Yayınını durduran dergilerin, yaptıklarıyla, basın dünyasını harekete geçirmeyi ummaları bizce bir yanılgıydı. Yapılanlarla basın emekçilerini kazanmak amaçlanıyor idiyse bu, zaten gerçekleşmiş bir şey. Kaldı ki basın emekçilerini kazanmanın yolu da bu değil. Basın emekçileri her gün dergilerin yaşadığını yaşıyor. Dolayısıyla onları harekete geçirmenin yolu yayınını durdurmak olmaz. Ama amaç, basını kontrol eden ve çeşitli basın kuruluşlarını elleri altında bulunduranlara “demokratik” görevlerini hatırlatmaksa eğer, bu da yanlış bir çaba olur, çünkü bu odaklar, TC’nin birlik ve bütünlüğü için yayınlanan kararnamelerin içten bir destekçidirler ve devrimci yayın organlarına getirilen bu kısıtlamalara karşı olmadıkları gibi, çeşitli nedenlerden dolayı sevinmektedirler de.

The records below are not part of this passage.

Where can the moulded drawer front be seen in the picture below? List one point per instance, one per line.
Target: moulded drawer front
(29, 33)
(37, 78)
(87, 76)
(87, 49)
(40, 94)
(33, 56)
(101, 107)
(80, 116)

Yukarıda değindiğimiz nedenlerden dolayı, çeşitli dergileri bir araya getiren platformlara, İlk günler çağrılı olarak katıldık. Ne var ki bu dergilerin temsilcileri 413,424 ve 425 sayılı KHK’lara karşı mücadelede uygulanacak yöntemler konusunda özgürlük Dünyası’nın anlayışına ters düşen ve bırakalım başarılı olmalarını, uygulanma şansı da olmayan biçimler önermeye başlayınca adım adım bu platformlardan uzaklaşmaya başladık. Çünkü öneriler, ya “miting düzenlenirse kaç bildiri dağıtacak, mitinge kaç kişi getireceksiniz?” gibi yayın organını yayın organı olarak değil, bir kitle örgütü ya da ona benzer bir başka şey olarak ele alan bir anlayışın ürünüydü ya da “matbaa kuralım” gibi hayalci bir yaklaşımı sergiliyordu. Devrimcilerin, dergilerini, dayanışmalarının ürünü olan bir matbaada bastırmaları iyi bir şeydi de, tüm olanakların birleştirilmesi bile bir rotatif almaya yetmezken, 413. sayılı KHK gereğince matbaa kapatılırsa ne olacaktı? Matbaanın kapatılmasını engelleyecek nasıl bir tılsım vardı? Hem henüz tüm olanaklar tüketilmemişken ve pekâlâ da kararnameye rağmen yayın çıkarmak olanaklıyken…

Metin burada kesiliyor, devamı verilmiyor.